Although Maurice Vane and Joe did not know it, both were shadowed by Caven and Malone. The two rascals had disguised themselves by donning false beards and putting on spectacles.
“They leave in the morning,” said Caven. “Malone, we must get tickets for the same train, and, if possible, the same sleeping car.”
“It’s dangerous work,” grumbled Pat Malone.
“If you want to back out, say so, and I’ll go it alone.”
“I don’t want to back out. But we must be careful.”
“I’ll be careful, don’t fear,” answered the leader of the evil pair.
At the ticket office of the hotel, Maurice Vane procured the necessary tickets and sleeper accommodations to the town of Golden Pass, Idaho. He did not notice that he was watched.
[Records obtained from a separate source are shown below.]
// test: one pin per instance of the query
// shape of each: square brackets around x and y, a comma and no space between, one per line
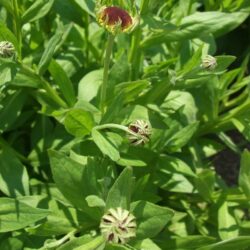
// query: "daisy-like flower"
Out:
[209,62]
[116,19]
[7,49]
[118,225]
[139,132]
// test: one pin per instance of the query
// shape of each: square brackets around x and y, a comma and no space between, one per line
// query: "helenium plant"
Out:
[116,120]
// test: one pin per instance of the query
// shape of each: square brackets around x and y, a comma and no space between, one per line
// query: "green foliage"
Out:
[66,154]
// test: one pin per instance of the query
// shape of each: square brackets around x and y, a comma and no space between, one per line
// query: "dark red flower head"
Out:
[113,18]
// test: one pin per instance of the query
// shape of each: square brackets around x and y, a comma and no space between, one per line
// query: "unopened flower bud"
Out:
[139,132]
[209,62]
[118,226]
[116,19]
[7,49]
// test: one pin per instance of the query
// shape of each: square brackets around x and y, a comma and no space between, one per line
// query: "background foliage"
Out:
[58,174]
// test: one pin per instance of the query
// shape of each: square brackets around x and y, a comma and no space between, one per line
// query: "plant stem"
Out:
[5,144]
[144,6]
[116,126]
[17,26]
[135,54]
[106,72]
[60,241]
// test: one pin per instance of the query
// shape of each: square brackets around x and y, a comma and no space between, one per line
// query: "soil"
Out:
[227,162]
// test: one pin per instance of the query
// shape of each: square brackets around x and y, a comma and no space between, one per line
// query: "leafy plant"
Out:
[111,113]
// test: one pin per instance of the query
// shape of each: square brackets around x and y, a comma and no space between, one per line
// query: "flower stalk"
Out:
[107,60]
[17,26]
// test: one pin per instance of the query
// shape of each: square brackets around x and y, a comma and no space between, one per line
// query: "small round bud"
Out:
[118,225]
[116,19]
[139,132]
[7,49]
[209,62]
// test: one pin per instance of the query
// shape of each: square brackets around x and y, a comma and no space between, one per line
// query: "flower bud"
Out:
[139,132]
[118,225]
[7,49]
[116,19]
[209,62]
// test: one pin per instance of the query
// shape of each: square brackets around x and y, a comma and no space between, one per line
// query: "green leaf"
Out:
[11,109]
[197,25]
[8,71]
[131,90]
[244,175]
[223,62]
[105,145]
[61,220]
[63,81]
[85,242]
[147,244]
[14,179]
[91,82]
[15,215]
[7,35]
[227,224]
[79,122]
[119,194]
[151,219]
[241,242]
[74,180]
[11,244]
[37,10]
[49,52]
[205,183]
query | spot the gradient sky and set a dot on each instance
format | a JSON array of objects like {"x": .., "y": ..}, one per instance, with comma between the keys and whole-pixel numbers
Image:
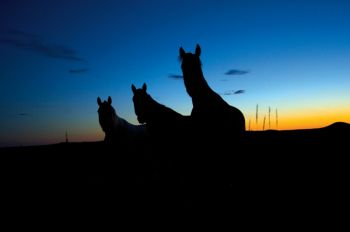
[{"x": 58, "y": 56}]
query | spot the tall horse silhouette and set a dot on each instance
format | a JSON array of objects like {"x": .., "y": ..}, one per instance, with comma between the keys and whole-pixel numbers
[
  {"x": 159, "y": 119},
  {"x": 117, "y": 129},
  {"x": 208, "y": 106}
]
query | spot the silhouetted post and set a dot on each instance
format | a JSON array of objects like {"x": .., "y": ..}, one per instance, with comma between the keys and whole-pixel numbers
[
  {"x": 269, "y": 117},
  {"x": 256, "y": 115},
  {"x": 66, "y": 137},
  {"x": 264, "y": 122}
]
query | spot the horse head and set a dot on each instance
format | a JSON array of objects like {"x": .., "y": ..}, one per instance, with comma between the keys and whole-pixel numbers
[{"x": 141, "y": 101}]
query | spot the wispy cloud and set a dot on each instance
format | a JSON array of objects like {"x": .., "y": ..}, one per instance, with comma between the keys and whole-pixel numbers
[
  {"x": 78, "y": 71},
  {"x": 233, "y": 72},
  {"x": 34, "y": 43},
  {"x": 174, "y": 76},
  {"x": 232, "y": 92}
]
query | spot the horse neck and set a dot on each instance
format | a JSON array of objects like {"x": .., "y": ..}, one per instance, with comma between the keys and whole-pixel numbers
[{"x": 160, "y": 112}]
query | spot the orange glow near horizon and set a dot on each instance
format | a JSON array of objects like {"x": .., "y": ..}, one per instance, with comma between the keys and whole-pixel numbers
[{"x": 301, "y": 119}]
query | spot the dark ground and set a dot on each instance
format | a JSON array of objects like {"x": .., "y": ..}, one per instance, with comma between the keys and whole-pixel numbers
[{"x": 267, "y": 169}]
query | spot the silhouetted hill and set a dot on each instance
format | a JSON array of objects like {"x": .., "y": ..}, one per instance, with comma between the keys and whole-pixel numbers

A moment later Gaff Caven stepped up to the desk.
“I want a couple of tickets to Golden Pass, too,” he said, carelessly.
“Yes, sir.”
“Let me see, what sleeper did that other gentleman take?”
“Number 2, sir—berths 7 and 8.”
“Then give me 9 and 10 or 5 and 6,” went on Caven.
“9 and 10—here you are, sir,” said the clerk, and made out the berth checks. Without delay Caven hurried away, followed by Malone.
“We’ll be in the sleeping compartment right next to that used by Vane and the boy,” chuckled Gaff Caven. “Pat, it ought to be dead easy.”
“Have you the chloroform?”
“Yes, twice as much as we’ll need.”
“When can we leave the train?”
“At three o’clock, at a town called Snapwood. We can get another train two hours later,—on the northern route.”
All unconscious of being watched so closely, Maurice Vane and Joe rode to the depot and boarded the train when it came along. Joe had been looking for Caven and Malone, but without success.